Enabling delightful user experiences via predictive models of human attention

People have the remarkable ability to take in a tremendous amount of information (estimated to be ~1010 bits/s entering the retina) and selectively attend to a few task-relevant and interesting regions for further processing (e.g., memory, comprehension, action). Modeling human attention (the result of which is often called a saliency model) has therefore been of interest across the fields of neuroscience, psychology, human-computer interaction (HCI) and computer vision. The ability to predict which regions are likely to attract attention has numerous important applications in areas like graphics, photography, image compression and processing, and the measurement of visual quality.

We’ve previously discussed the possibility of accelerating eye movement research using machine learning and smartphone-based gaze estimation, which earlier required specialized hardware costing up to $30,000 per unit. Related research includes “Look to Speak”, which helps users with accessibility needs (e.g., people with ALS) to communicate with their eyes, and the recently published “Differentially private heatmaps” technique to compute heatmaps, like those for attention, while protecting users’ privacy.

In this blog, we present two papers (one from CVPR 2022, and one just accepted to CVPR 2023) that highlight our recent research in the area of human attention modeling: “Deep Saliency Prior for Reducing Visual Distraction” and “Learning from Unique Perspectives: User-aware Saliency Modeling”, together with recent research on saliency driven progressive loading for image compression (1, 2). We showcase how predictive models of human attention can enable delightful user experiences such as image editing to minimize visual clutter, distraction or artifacts, image compression for faster loading of webpages or apps, and guiding ML models towards more intuitive human-like interpretation and model performance. We focus on image editing and image compression, and discuss recent advances in modeling in the context of these applications.

Attention-guided image editing
Human attention models usually take an image as input (e.g., a natural image or a screenshot of a webpage), and predict a heatmap as output. The predicted heatmap on the image is evaluated against ground-truth attention data, which are typically collected by an eye tracker or approximated via mouse hovering/clicking. Previous models leveraged handcrafted features for visual clues, like color/brightness contrast, edges, and shape, while more recent approaches automatically learn discriminative features based on deep neural networks, from convolutional and recurrent neural networks to more recent vision transformer networks.

In “Deep Saliency Prior for Reducing Visual Distraction” (more information on this project site), we leverage deep saliency models for dramatic yet visually realistic edits, which can significantly change an observer’s attention to different image regions. For example, removing distracting objects in the background can reduce clutter in photos, leading to increased user satisfaction. Similarly, in video conferencing, reducing clutter in the background may increase focus on the main speaker (example demo here).

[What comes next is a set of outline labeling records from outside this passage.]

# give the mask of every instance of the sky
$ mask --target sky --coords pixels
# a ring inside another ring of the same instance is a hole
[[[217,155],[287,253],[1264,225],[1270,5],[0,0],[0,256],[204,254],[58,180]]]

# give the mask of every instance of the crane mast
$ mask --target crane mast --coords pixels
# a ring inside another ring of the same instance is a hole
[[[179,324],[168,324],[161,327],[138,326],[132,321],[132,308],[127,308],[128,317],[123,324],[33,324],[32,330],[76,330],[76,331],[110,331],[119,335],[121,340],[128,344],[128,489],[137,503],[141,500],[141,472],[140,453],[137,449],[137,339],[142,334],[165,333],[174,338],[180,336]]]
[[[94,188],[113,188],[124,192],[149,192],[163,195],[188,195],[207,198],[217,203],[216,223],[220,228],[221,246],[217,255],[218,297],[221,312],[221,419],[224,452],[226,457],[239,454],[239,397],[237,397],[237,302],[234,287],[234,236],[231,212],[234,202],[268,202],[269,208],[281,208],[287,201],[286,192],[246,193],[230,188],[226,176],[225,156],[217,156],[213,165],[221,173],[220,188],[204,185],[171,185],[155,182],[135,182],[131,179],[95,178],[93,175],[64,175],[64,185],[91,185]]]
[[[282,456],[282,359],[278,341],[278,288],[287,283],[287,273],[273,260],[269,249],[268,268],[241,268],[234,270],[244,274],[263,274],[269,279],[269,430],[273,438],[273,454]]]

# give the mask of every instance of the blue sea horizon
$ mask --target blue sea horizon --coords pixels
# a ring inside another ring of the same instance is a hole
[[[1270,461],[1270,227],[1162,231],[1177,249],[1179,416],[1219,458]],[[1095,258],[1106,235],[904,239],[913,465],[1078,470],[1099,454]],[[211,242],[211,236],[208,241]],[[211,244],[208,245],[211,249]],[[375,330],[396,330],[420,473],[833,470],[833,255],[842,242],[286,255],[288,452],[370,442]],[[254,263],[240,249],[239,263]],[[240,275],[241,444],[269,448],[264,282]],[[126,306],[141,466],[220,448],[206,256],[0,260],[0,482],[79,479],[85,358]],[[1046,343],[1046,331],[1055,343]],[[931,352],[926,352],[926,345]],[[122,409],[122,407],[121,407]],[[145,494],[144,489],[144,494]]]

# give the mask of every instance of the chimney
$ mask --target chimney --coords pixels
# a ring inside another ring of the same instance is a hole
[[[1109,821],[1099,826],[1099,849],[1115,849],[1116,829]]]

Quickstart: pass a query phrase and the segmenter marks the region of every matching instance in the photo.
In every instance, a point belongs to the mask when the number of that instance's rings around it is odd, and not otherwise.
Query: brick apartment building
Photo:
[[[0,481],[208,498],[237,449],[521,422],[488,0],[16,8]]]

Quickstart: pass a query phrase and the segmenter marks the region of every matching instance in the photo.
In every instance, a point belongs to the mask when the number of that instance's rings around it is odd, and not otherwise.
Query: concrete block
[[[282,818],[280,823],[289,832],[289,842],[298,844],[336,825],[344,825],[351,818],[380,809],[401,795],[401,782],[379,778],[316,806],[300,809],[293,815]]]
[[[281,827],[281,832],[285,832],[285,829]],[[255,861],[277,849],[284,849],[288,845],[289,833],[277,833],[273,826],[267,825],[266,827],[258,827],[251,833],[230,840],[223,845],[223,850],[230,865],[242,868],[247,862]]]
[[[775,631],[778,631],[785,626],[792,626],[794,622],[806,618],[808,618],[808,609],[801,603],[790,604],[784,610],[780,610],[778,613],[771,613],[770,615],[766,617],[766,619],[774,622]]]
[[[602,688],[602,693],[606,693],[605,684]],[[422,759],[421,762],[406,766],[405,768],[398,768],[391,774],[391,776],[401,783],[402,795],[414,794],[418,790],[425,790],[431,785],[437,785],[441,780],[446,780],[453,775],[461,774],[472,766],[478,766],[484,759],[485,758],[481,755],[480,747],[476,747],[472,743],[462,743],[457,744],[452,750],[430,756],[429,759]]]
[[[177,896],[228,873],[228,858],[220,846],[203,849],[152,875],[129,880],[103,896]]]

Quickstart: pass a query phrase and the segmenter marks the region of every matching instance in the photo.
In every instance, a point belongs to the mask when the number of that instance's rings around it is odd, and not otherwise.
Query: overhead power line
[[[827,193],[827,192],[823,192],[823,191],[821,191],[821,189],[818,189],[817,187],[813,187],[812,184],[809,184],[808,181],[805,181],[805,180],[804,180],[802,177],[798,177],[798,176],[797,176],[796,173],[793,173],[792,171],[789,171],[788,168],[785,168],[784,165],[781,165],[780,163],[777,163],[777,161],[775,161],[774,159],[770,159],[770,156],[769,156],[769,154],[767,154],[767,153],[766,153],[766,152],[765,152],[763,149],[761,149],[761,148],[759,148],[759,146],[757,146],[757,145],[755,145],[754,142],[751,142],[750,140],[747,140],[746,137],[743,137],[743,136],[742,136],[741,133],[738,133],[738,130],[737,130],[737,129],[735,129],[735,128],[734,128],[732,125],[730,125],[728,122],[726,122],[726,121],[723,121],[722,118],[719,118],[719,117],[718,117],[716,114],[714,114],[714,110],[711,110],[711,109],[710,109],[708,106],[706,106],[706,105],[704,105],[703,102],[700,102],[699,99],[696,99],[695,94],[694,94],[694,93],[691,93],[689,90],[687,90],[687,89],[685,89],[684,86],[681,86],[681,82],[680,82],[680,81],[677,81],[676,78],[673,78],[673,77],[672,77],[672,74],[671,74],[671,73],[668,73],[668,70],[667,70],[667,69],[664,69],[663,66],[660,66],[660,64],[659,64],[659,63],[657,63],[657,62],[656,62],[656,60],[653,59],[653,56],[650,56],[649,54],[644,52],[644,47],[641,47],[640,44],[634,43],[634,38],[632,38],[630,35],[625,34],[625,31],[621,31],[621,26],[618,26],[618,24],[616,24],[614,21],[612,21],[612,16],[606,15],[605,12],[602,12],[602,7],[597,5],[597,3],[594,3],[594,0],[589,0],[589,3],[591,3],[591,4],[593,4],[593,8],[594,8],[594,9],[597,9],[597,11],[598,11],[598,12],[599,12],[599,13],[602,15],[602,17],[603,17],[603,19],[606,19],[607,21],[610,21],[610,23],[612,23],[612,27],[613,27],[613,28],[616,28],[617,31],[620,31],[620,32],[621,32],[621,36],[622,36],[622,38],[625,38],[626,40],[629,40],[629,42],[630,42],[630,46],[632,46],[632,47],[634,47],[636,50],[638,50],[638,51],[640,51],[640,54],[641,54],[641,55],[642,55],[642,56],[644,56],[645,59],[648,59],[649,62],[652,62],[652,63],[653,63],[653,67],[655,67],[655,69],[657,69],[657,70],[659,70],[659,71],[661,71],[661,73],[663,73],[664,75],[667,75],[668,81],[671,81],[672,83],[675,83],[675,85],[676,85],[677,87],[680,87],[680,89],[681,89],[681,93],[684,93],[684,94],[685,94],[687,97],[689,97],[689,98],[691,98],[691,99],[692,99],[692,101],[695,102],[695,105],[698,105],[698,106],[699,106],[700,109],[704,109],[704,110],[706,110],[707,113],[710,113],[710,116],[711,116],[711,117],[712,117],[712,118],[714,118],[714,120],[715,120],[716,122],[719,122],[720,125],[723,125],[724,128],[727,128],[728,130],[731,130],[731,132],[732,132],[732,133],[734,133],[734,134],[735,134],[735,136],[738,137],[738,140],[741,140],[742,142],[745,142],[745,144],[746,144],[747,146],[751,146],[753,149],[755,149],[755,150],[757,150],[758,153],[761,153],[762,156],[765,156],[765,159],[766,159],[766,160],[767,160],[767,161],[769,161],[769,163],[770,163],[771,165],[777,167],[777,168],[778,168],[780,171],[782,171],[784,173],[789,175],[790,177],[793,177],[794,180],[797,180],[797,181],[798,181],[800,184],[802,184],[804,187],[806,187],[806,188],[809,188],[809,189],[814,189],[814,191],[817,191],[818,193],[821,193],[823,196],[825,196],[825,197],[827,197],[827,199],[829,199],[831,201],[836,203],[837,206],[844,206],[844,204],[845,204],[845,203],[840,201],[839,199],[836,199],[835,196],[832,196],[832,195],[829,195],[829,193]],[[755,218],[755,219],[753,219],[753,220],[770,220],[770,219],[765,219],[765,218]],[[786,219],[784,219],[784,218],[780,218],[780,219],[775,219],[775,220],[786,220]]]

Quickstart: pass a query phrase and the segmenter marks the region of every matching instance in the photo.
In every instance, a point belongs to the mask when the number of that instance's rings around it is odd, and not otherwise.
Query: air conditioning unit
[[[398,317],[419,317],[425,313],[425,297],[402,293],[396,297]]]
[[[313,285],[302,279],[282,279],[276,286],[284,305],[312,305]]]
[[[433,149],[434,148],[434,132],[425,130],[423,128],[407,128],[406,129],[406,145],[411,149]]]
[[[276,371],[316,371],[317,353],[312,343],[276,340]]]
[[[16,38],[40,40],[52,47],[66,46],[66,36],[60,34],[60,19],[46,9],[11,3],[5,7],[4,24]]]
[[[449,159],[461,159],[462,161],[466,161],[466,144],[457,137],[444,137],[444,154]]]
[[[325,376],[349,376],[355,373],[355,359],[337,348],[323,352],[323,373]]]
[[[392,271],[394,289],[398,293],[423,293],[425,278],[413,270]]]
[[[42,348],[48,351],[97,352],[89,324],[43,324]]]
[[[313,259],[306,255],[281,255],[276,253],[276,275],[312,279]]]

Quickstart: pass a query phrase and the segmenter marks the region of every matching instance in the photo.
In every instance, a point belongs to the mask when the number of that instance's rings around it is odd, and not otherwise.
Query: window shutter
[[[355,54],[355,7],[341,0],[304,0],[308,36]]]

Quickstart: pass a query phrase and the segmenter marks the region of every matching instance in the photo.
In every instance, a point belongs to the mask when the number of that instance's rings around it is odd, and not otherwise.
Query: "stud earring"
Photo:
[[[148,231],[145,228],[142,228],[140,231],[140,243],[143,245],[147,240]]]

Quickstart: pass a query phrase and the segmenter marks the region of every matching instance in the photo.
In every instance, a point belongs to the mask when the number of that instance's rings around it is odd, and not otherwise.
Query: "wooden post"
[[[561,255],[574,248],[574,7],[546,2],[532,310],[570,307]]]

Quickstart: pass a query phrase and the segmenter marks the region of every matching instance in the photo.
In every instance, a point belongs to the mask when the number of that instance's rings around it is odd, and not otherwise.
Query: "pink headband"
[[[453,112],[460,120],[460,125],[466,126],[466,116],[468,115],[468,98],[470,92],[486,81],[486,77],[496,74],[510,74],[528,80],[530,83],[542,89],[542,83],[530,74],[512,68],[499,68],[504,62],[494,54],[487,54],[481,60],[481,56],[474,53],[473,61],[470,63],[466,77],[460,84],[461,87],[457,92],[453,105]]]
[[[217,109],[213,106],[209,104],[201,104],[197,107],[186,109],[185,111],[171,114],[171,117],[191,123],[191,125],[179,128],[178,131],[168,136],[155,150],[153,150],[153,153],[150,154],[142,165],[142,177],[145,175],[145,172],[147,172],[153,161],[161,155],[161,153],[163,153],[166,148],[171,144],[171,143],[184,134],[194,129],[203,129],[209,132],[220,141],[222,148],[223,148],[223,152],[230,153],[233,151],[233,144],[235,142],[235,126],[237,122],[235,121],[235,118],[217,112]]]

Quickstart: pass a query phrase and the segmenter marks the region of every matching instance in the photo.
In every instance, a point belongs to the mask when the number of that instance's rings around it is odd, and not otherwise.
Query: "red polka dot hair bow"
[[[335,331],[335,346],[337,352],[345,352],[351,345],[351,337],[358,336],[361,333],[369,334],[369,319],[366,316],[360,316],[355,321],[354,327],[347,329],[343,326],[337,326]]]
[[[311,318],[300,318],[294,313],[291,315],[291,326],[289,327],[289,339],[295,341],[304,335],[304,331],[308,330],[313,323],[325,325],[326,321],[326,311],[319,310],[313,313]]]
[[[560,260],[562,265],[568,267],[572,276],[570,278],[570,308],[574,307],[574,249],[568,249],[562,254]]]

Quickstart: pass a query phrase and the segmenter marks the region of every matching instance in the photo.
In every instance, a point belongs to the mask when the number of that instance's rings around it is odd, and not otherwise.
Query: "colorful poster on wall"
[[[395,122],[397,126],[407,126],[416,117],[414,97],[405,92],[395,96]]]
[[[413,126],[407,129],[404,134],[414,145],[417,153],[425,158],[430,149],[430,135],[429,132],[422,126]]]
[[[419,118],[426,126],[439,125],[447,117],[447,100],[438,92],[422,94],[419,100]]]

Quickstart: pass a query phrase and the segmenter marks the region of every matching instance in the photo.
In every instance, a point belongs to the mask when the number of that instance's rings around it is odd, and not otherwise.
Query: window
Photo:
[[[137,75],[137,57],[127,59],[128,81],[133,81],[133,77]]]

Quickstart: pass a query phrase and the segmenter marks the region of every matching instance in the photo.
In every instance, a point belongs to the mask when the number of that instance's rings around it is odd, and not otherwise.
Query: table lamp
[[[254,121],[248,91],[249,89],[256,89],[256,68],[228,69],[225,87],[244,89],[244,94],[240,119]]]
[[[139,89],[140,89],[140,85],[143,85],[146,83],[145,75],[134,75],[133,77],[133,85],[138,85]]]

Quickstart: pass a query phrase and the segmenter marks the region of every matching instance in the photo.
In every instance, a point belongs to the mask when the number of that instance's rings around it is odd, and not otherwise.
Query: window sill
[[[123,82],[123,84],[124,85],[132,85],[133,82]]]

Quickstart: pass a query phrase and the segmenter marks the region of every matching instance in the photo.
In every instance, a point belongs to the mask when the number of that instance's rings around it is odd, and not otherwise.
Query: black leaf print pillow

To explore what types of editing effects can be achieved and how these affect viewers’ attention, we developed an optimization framework for guiding visual attention in images using a differentiable, predictive saliency model. Our method employs a state-of-the-art deep saliency model. Given an input image and a binary mask representing the distractor regions, pixels within the mask will be edited under the guidance of the predictive saliency model such that the saliency within the masked region is reduced. To make sure the edited image is natural and realistic, we carefully choose four image editing operators: two standard image editing operations, namely recolorization and image warping (shift); and two learned operators (we do not define the editing operation explicitly), namely a multi-layer convolution filter, and a generative model (GAN).

With those operators, our framework can produce a variety of powerful effects, with examples in the figure below, including recoloring, inpainting, camouflage, object editing or insertion, and facial attribute editing. Importantly, all these effects are driven solely by the single, pre-trained saliency model, without any additional supervision or training. Note that our goal is not to compete with dedicated methods for producing each effect, but rather to demonstrate how multiple editing operations can be guided by the knowledge embedded within deep saliency models.